Here in Illinois – when record revenues were pouring into the state coffers during the late 1990s through the year 2000 – Republican governors and a Republican state senate joined Democrats in a spending spree that set up Governor Blagojevich for the predicament he still finds himself in: trying to cope with insatiable interest groups and a fear of raising sales or income taxes.
Our question from yesterday regarding education funding is our question regarding over-all spending today: who says it can’t be cut?
The answer is obvious. Interest groups say so and the legislators who do their bidding say so.  What’s the proof they offer? None. We’re just supposed to take them at their word.
Two quotes:

“But many legislators agree, at least privately, that we need a revenue infusion to stanch the hemorrhaging. They understand the deficit cannot be conquered strictly on the spending side of the ledger without bludgeoning education, health care, public safety and, yes, pension programs–all of which account for more than 95 percent of general-fund spending. In fact, bipartisan majorities likely would have supported tax boosts if the governor had yielded.”

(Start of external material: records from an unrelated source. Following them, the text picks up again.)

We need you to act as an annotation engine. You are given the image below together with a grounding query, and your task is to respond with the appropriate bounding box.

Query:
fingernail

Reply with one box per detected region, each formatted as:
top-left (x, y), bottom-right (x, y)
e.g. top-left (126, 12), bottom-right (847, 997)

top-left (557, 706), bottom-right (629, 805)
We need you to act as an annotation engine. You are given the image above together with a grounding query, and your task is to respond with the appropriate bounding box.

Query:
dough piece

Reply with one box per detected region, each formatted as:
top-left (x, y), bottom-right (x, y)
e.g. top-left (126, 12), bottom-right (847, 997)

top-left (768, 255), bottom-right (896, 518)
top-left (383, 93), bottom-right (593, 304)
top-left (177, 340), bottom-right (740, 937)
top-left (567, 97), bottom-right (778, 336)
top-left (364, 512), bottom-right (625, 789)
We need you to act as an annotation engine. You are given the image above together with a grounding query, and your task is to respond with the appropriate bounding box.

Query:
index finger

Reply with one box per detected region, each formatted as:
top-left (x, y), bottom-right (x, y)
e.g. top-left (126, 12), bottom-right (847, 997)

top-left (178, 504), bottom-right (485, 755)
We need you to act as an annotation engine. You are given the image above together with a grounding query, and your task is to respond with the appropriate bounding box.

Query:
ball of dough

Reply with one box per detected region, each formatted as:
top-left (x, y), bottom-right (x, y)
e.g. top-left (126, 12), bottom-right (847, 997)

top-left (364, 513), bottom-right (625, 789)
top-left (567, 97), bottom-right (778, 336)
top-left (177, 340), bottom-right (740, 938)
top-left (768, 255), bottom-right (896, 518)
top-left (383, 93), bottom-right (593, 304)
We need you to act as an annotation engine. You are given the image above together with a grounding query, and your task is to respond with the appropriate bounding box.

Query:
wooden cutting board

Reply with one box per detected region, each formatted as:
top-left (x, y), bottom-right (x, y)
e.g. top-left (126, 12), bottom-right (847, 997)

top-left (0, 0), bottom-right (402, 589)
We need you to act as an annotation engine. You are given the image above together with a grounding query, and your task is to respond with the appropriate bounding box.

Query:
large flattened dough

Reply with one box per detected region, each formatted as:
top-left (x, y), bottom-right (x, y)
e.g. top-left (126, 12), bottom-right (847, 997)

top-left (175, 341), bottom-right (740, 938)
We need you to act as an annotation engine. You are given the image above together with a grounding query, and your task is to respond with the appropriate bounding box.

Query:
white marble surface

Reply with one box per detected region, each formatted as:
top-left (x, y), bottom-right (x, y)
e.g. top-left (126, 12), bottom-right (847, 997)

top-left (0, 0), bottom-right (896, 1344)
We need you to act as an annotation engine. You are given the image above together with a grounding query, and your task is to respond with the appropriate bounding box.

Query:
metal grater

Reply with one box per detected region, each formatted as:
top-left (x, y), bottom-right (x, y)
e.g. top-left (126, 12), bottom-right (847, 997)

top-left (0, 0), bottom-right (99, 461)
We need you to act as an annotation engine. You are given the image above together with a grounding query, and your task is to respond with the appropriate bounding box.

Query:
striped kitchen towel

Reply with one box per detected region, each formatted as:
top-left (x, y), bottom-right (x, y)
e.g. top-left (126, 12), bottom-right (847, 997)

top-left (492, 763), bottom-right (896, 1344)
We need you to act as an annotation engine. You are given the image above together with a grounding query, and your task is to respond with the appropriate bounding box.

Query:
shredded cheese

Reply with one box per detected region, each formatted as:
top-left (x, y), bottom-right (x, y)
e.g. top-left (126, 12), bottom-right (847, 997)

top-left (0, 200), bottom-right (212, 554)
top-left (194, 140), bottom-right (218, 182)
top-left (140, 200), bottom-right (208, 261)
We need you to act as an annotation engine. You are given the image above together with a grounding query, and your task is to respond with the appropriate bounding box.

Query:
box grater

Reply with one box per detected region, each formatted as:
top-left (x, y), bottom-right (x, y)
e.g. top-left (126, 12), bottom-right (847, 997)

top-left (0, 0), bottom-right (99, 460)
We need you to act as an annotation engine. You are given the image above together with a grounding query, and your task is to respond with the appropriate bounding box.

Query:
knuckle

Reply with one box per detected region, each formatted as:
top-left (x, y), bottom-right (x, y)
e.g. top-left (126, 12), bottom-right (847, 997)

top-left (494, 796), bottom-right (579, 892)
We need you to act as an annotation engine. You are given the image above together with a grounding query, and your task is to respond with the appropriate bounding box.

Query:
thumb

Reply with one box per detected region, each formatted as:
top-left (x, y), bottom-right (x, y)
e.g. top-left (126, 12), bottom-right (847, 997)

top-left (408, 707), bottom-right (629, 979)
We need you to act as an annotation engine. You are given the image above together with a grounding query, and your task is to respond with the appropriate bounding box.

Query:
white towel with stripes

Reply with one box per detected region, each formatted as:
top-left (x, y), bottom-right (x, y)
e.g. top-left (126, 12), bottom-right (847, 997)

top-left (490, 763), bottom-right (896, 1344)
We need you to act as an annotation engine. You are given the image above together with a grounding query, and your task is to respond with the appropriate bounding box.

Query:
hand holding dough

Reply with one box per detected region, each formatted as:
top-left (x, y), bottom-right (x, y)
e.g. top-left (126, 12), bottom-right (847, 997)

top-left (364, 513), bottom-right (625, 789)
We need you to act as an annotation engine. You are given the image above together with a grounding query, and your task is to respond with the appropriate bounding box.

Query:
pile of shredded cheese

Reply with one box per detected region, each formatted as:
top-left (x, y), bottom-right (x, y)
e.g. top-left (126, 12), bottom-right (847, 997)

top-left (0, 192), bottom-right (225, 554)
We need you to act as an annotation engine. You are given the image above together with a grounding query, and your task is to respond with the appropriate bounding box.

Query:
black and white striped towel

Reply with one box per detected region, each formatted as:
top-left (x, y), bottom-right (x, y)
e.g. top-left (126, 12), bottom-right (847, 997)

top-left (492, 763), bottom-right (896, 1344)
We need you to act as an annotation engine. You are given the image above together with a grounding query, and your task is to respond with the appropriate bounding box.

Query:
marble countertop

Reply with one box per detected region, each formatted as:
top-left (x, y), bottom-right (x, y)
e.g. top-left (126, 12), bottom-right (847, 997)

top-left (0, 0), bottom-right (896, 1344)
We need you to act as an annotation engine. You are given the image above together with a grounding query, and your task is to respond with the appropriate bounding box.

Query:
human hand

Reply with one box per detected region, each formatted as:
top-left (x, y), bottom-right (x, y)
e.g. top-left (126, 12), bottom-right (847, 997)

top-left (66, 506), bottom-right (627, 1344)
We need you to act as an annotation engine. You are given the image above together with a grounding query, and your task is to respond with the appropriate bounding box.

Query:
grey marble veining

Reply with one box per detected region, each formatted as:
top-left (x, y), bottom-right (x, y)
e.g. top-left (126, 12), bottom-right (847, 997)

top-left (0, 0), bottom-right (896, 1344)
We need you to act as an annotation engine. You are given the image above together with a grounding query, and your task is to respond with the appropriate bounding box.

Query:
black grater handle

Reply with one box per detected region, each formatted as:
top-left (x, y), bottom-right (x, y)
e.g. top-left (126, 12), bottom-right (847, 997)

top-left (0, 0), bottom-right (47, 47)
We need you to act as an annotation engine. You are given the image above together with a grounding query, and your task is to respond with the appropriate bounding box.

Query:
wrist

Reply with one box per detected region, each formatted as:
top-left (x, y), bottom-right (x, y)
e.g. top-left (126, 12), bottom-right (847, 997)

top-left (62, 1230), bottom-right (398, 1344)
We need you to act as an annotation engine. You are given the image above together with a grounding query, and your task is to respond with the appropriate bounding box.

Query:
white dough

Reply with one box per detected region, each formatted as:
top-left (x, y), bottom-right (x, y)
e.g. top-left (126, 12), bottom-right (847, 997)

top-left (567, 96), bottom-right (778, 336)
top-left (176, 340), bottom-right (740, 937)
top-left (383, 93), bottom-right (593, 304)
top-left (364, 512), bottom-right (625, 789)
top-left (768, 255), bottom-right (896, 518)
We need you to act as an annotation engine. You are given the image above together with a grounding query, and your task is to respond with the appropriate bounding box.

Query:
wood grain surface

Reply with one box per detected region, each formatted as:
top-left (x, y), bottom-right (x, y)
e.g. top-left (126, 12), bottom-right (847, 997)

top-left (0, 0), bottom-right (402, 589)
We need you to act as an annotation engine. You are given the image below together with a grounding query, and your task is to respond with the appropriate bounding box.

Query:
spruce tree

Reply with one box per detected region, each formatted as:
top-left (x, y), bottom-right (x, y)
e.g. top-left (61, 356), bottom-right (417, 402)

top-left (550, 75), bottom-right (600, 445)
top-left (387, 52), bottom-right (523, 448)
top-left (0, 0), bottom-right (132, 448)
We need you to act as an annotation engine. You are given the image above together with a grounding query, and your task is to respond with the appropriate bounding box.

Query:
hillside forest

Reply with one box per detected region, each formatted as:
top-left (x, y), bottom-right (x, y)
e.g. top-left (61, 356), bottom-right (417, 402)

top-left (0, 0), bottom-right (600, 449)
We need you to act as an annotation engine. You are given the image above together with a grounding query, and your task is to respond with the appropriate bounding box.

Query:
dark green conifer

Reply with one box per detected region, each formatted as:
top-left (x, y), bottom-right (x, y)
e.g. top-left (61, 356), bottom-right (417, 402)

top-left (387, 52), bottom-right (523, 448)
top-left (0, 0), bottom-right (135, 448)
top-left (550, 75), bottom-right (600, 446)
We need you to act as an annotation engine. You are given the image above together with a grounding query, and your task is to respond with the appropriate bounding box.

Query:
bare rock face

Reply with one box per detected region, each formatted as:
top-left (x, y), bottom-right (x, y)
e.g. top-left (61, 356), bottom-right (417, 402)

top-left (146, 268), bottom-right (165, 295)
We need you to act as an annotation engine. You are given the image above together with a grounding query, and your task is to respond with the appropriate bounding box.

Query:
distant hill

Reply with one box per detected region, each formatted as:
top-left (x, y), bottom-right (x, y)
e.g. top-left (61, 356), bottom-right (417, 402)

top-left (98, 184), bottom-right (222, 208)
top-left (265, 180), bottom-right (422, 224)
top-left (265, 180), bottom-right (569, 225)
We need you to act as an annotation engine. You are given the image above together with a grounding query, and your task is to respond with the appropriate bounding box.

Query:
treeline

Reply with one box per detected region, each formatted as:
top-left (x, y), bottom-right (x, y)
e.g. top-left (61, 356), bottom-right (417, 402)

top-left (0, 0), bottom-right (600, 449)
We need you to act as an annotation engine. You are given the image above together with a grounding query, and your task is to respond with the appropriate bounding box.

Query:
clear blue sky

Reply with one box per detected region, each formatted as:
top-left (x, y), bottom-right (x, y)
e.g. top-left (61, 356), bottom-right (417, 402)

            — former Edgar advisor Mike Lawrence, June 2005

“The next Governor will have no choice but to raise taxes.”

            — Republican State Representative Jim Sacia, May 2005

Government doesn’t cost what a few people say it costs. This state – like the federal government – is controlled by individuals who have little to no interest in limiting the number of tax dollars they take from American families and out of the private sector economy.
Again, at least at the state level, the Heartland Institute’s “Ten Principles of State Fiscal Policy” gives a good introduction on how and why government spending should be limited.
If Republican legislators don’t soon decide to become the party that stands up for American taxpayers, then there is little reason for the party to continue to exist. As one Illinois Lt. Governor candidate said earlier this year, “we don’t need two Democrat parties.”